In my old machine I have an ATi x800xt aiw.

I opened up ATiTool today and the 3D fuzzy cube thing was running at like 40 fps...

It used to run at like 260 fps...  I didn't make any changes to hardware or software so I don't know wtf is going on.  The machine has WinXP Pro SP2 and ATiTool .24.  And 3D games still run at their full speed, so I'm assuming AtiTool is reporting incorrectly.

So what the hell?


----------



## Cpuboye11 (Jan 3, 2006)

I had that promb. , but my card started to burn, for some reason atitool tryed to run my 9700 pro at like 768/800 or something........ I unistalled it and i am running the older version (.20)


----------



## mnm222876 (Jan 3, 2006)

I'm only using ATiTool for the fan control, nothing else.  Showing to be running at stock speeds.

Anyone have ideas why ATiTool is showing bogus fps?


----------



## AceFactor (Jan 3, 2006)

speak to Wizzard about it. .he is all knowing about it. .he's the great guy who made it  

-Adam


----------



## bldegle2 (Jan 3, 2006)

i just had my system go weird, got real bad this AM, traced it to ATITool25beta, uninstalled, rebooted, installed version 24, works fine again.

i am wondering if there is some background conflict, i had to disable speedfan at startup a few days ago, it was fubaring too, now both work again.

something minor is amiss, i am sure they will get it worked out.....

and, i only use ATI tool for custom fan speed control too.........weird stuffs here........

b


----------



## mnm222876 (Jan 3, 2006)

bldegle2 said:
			
		

> i just had my system go weird, got real bad this AM, traced it to ATITool25beta, uninstalled, rebooted, installed version 24, works fine again.
> 
> i am wondering if there is some background conflict, i had to disable speedfan at startup a few days ago, it was fubaring too, now both work again.
> 
> ...




I don't use the beta versions EVER.  And I also uninstalled and reinstalled, and same thing, no change.

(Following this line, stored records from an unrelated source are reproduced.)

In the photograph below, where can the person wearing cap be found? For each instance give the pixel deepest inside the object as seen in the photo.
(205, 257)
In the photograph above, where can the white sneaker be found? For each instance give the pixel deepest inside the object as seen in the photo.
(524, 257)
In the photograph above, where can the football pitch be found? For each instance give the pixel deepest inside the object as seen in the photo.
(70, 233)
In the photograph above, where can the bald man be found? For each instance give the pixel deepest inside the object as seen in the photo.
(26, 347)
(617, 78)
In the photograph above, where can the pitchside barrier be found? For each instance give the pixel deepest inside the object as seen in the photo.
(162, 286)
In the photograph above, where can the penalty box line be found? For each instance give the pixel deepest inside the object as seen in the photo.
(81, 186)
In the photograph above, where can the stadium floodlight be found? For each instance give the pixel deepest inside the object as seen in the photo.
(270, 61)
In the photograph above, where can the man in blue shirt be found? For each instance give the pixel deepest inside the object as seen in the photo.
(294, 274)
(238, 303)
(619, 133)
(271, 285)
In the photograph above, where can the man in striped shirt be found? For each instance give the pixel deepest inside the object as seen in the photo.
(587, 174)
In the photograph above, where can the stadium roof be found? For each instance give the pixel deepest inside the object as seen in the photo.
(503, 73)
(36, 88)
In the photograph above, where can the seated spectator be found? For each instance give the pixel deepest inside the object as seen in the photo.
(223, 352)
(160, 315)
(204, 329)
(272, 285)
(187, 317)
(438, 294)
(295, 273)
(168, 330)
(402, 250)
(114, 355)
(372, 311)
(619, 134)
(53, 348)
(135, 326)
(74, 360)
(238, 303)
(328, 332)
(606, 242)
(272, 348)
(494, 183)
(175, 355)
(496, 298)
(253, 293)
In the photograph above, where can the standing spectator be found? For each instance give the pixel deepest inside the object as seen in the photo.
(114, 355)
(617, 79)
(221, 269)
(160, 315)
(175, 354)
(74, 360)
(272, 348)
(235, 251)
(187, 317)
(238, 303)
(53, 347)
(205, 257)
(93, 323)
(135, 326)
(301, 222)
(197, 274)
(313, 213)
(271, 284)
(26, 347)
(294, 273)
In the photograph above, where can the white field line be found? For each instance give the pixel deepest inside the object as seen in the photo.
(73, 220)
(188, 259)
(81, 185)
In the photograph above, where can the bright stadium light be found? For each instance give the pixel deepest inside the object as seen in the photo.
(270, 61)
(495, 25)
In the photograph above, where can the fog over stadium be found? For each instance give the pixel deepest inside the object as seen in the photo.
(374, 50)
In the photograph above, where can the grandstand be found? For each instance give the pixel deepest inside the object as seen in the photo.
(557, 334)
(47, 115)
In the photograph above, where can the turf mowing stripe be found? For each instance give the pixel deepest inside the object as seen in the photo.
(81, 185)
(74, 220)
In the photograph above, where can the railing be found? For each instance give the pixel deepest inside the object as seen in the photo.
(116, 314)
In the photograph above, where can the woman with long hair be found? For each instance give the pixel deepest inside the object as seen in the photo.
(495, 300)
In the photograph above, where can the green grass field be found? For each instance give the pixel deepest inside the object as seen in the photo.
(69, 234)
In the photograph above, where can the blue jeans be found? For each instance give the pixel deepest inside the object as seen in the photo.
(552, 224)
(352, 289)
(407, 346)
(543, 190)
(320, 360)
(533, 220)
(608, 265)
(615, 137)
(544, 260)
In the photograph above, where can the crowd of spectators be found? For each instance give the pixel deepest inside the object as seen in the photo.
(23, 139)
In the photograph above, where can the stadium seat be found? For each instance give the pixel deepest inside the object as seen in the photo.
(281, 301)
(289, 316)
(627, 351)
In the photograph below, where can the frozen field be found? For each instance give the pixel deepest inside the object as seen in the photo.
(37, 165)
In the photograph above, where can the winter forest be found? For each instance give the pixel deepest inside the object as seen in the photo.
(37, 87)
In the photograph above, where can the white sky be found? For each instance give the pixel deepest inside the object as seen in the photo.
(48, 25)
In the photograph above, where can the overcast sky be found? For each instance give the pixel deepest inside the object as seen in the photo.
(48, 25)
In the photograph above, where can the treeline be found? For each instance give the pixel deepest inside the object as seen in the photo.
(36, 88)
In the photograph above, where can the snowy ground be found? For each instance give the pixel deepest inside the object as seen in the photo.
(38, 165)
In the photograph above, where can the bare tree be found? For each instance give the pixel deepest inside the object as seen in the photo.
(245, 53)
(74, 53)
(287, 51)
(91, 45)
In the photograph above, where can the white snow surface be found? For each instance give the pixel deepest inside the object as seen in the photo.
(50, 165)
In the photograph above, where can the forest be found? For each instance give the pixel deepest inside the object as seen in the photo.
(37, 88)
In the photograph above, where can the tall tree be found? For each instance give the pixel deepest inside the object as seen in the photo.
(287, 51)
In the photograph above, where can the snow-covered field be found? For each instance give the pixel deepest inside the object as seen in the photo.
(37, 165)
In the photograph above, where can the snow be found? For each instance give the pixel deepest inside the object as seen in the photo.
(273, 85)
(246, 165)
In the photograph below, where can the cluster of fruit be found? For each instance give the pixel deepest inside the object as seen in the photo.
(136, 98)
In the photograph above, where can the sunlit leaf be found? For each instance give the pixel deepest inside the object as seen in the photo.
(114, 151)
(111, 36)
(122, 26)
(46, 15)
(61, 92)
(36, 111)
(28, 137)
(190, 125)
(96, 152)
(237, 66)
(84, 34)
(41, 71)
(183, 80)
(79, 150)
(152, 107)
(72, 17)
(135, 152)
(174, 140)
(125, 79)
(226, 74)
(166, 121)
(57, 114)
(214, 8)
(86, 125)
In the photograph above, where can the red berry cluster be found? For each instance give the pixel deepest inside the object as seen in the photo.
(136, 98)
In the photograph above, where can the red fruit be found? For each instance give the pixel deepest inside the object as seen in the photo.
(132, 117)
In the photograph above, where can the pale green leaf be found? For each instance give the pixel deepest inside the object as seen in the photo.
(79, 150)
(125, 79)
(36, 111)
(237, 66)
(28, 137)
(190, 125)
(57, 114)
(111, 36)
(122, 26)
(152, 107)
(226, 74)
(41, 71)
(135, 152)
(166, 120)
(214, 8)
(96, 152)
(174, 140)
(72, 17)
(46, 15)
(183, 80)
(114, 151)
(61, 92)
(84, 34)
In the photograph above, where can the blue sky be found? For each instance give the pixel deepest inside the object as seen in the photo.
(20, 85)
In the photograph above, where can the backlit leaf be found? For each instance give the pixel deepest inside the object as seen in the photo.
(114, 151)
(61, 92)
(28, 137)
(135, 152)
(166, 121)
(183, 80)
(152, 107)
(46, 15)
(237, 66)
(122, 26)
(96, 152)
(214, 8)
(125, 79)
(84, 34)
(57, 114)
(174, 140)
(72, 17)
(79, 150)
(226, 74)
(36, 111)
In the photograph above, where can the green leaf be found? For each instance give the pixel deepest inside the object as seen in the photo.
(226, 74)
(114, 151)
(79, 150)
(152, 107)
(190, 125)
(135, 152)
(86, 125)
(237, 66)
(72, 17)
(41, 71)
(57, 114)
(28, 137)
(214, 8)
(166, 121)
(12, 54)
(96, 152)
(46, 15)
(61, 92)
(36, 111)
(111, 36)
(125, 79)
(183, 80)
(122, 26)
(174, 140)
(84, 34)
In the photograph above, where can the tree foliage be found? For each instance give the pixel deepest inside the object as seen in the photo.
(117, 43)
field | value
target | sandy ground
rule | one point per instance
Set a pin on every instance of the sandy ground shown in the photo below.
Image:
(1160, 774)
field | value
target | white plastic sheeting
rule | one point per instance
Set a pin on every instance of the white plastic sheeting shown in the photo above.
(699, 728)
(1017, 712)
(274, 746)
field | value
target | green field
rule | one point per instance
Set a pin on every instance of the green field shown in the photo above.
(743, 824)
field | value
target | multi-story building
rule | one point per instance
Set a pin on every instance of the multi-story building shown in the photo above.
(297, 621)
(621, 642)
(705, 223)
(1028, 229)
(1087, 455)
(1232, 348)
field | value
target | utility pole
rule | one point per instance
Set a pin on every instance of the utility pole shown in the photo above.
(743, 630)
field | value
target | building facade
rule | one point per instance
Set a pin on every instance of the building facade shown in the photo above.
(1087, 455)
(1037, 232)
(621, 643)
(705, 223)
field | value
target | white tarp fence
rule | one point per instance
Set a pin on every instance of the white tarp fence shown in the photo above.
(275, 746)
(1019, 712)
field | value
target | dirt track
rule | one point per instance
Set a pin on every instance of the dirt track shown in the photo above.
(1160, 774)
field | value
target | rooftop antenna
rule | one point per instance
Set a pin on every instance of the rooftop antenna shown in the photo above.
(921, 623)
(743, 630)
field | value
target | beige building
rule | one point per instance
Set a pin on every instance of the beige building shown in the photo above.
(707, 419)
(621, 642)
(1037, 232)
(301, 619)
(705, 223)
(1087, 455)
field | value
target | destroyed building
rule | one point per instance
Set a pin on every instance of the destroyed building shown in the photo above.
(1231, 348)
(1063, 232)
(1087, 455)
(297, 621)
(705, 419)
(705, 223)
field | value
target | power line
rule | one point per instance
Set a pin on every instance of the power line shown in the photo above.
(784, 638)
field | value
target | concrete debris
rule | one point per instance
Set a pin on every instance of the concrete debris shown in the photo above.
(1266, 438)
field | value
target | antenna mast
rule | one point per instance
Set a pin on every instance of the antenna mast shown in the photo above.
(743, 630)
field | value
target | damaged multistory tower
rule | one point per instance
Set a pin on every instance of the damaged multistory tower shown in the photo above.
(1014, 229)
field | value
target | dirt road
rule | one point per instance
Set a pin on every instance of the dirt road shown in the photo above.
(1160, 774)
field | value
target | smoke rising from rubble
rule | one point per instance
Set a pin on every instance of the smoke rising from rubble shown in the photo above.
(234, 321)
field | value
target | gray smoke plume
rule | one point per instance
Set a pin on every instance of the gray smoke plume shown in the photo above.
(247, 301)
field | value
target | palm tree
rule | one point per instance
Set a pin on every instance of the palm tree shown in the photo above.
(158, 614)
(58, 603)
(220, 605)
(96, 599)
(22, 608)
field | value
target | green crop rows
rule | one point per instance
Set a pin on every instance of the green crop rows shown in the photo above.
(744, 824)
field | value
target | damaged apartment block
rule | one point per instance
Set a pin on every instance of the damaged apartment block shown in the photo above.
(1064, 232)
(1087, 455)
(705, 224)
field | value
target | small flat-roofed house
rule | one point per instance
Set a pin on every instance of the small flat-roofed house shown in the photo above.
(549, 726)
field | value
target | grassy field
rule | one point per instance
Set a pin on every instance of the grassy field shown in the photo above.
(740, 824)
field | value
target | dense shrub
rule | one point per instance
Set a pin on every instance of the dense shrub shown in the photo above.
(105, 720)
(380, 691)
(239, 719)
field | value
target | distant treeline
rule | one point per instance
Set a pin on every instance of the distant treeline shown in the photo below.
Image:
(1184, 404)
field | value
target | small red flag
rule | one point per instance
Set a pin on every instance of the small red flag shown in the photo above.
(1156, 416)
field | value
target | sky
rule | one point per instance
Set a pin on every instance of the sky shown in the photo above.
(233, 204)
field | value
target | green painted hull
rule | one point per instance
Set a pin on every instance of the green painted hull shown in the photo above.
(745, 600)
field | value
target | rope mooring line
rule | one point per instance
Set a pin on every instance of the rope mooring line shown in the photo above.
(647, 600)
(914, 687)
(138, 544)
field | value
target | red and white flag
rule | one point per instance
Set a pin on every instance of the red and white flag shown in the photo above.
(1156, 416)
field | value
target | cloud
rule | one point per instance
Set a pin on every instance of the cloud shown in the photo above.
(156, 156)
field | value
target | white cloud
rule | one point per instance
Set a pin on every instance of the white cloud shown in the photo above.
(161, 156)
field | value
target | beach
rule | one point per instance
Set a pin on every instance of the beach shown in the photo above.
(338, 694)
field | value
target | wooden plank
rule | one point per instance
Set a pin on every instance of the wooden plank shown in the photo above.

AceFactor Adam,  I thought I would be speaking to Wizzard by posting here.  After all this is his site and forums.  He's probably too busy to help.


----------



## mercbuggy (Feb 14, 2006)

I am also getting the 40 fps result with an 850XT PE after installing 6.12 Catalysts and using beta 13 atitool. Have not found out why yet, all games + benchmarks run OK.


----------



## mercbuggy (Feb 15, 2006)

'As if by magic' today booted and checked fps and found 270 fps avg. A little mystery solves itself, well for now anyway.


----------



## OOTay (Feb 18, 2006)

well i was getting lower fps to today, i just was like hmm... i wonder what can be cuasing this? So i just did a Defrag! and it went back to normal! Kinda weird...


----------